Oder sollte, fragte er sich dann wieder, Serena vielleicht garnicht in ihrem Zimmer anwesend sein,- wäre sie zu so später Stunde vielleicht noch einmal in den Garten hinunter­gegangen?"

Er schüttelte das Haupt.

Aber es ließ ihm keine Ruhe mehr, er mußte sich über den Grund, daß seinem Klopfen und Rufen keine Antwort wurde, Gewißheit verschaffen. Pochenden Herzens ging er nach seinem Zimmer zurück, um von dort den Hauptschlüssel zu holen, mit welchem er die Tür zu Serenas Gemach öffnen wollte. Nach Verlauf weniger Minuten stand er wieder vor dem lezteren und wendete den Schlüssel im Schloß.

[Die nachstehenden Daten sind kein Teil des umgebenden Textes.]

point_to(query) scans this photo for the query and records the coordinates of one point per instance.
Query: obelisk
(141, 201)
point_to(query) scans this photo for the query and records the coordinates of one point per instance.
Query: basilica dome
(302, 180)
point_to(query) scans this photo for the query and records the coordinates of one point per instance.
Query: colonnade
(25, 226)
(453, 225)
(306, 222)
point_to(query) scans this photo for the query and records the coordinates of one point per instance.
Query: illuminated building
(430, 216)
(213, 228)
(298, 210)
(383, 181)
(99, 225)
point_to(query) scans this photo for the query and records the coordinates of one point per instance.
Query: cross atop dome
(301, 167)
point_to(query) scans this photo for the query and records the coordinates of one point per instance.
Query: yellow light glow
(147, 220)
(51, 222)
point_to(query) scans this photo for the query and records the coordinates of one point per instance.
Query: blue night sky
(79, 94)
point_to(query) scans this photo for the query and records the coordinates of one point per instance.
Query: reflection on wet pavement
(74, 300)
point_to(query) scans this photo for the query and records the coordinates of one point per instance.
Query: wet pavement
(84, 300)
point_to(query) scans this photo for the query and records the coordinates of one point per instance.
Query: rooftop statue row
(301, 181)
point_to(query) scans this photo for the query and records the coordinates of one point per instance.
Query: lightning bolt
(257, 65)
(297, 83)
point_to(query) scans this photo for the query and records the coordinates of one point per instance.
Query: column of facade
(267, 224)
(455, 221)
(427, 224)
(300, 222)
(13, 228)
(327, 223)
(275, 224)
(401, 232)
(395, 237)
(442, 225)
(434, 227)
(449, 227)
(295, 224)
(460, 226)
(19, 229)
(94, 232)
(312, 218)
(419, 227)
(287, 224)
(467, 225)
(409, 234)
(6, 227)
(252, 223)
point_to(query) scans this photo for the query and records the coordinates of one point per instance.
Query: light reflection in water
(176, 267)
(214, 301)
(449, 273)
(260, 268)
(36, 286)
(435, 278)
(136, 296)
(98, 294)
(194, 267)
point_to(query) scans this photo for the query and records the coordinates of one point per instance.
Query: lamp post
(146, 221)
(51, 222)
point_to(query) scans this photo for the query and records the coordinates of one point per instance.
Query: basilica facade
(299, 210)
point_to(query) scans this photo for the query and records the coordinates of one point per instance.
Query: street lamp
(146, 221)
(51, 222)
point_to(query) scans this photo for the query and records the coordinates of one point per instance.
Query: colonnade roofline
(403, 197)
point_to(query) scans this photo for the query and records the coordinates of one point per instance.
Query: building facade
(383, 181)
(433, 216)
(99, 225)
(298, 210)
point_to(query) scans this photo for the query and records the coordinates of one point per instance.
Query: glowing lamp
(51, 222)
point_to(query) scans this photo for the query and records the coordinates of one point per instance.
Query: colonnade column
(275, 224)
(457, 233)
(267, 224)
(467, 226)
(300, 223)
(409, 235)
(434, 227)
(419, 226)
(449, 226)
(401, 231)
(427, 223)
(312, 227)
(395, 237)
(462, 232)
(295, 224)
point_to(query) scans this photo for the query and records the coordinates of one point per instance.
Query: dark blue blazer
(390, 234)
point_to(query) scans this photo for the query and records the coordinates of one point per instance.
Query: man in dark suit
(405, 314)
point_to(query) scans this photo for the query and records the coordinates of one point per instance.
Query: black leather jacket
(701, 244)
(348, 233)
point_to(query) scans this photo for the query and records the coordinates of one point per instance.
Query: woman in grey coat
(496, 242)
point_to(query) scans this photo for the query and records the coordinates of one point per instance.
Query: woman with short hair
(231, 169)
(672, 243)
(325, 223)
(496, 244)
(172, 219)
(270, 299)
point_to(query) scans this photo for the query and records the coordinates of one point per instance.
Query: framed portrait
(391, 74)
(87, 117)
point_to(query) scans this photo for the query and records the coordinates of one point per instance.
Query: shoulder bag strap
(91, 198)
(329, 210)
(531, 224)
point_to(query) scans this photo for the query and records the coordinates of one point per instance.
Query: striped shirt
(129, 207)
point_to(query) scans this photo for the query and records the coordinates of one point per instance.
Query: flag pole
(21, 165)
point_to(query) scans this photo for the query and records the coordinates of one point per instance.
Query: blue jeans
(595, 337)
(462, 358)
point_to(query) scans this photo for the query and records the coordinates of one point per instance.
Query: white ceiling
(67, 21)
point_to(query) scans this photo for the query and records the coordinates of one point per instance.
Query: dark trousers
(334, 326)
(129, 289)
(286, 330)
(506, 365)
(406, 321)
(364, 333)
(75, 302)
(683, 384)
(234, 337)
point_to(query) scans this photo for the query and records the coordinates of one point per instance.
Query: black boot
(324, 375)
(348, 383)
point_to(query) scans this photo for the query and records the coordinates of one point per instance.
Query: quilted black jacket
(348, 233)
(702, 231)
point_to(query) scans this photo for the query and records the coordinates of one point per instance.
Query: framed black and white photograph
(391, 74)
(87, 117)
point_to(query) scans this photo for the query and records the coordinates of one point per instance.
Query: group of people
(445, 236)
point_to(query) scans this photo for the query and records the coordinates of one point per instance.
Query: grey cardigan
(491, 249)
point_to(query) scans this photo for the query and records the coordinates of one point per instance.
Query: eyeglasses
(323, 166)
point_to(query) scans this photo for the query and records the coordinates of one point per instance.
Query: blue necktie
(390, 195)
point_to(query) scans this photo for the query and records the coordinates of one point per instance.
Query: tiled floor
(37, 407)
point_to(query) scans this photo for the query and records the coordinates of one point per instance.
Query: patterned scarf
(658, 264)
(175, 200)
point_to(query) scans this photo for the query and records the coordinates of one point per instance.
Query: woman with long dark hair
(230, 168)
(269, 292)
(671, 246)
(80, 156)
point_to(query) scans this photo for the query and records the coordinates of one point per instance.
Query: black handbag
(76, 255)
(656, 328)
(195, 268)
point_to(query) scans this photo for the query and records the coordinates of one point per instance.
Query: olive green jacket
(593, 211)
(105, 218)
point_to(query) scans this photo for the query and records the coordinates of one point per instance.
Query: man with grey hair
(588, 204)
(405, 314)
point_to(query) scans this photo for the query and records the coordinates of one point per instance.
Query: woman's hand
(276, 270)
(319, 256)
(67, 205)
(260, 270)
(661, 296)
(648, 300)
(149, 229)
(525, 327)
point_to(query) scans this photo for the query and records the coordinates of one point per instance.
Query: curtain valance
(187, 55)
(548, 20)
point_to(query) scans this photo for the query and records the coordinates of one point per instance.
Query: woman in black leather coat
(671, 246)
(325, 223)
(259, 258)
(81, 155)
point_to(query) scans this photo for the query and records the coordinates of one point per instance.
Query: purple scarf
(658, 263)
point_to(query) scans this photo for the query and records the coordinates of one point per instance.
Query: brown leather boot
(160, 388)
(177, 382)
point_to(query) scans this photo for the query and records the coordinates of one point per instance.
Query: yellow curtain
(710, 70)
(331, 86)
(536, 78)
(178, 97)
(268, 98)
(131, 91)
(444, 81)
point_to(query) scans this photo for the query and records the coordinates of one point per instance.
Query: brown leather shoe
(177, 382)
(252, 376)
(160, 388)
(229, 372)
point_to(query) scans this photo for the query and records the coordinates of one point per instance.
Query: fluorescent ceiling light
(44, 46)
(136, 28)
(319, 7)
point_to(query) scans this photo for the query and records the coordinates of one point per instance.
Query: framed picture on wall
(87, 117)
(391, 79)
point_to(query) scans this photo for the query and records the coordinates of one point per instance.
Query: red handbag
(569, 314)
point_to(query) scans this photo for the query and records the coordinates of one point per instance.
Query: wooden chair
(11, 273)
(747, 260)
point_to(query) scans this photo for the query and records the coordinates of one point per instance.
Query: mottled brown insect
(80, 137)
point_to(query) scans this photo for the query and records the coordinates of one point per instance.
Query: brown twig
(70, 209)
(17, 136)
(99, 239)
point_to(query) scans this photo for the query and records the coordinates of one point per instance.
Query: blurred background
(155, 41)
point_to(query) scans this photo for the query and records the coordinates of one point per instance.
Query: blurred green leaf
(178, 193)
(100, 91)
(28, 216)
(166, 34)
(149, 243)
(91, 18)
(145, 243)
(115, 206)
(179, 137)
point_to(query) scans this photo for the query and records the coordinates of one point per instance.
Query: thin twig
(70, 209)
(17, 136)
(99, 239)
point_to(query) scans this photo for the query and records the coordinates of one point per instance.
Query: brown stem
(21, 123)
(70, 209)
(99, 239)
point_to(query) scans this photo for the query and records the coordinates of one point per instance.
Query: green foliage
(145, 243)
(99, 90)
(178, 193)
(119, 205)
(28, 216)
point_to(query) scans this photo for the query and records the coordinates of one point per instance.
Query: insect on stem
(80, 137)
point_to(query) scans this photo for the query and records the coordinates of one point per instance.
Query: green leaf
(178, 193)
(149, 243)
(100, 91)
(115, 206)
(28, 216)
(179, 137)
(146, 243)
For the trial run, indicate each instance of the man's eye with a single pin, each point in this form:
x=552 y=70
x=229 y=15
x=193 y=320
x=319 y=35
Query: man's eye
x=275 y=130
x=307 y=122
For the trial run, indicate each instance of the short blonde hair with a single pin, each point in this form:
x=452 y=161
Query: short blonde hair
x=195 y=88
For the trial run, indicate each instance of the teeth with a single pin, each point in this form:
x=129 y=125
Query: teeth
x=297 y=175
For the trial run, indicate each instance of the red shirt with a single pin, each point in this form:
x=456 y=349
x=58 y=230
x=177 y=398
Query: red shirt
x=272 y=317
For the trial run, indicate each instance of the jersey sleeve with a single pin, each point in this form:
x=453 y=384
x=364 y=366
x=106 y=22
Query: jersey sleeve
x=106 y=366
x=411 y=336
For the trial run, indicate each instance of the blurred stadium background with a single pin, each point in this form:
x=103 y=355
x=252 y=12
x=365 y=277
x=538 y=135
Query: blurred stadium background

Jezt trat er in den stillen Raum ein. Kein Laut ließ sich bei seinem Eintritt vernehmen, kein Atemzug hauchte ihm ent­gegen. Die Gardinen waren zusammengezogen und tiefes Dunkel herrschte ringsum. Nur ein silberner Armleuchter schim­merte von dem Tische aus der Mitte des Zimmers hervor. Der Marchese trat auf ihn zu und machte Licht... Gleich darauf zuckte er heftig zusammen, und ein halb unterdrückter bebender Laut entfuhr seinen Lippen... Seine Augen hatten bergebens um sich geblickt; sie entdeckten niemand in dem ein­samen Gemach. Mit wankenden Knieen schritt er in das Neben­zimmer hinüber, Serenas Bett stand unberührt.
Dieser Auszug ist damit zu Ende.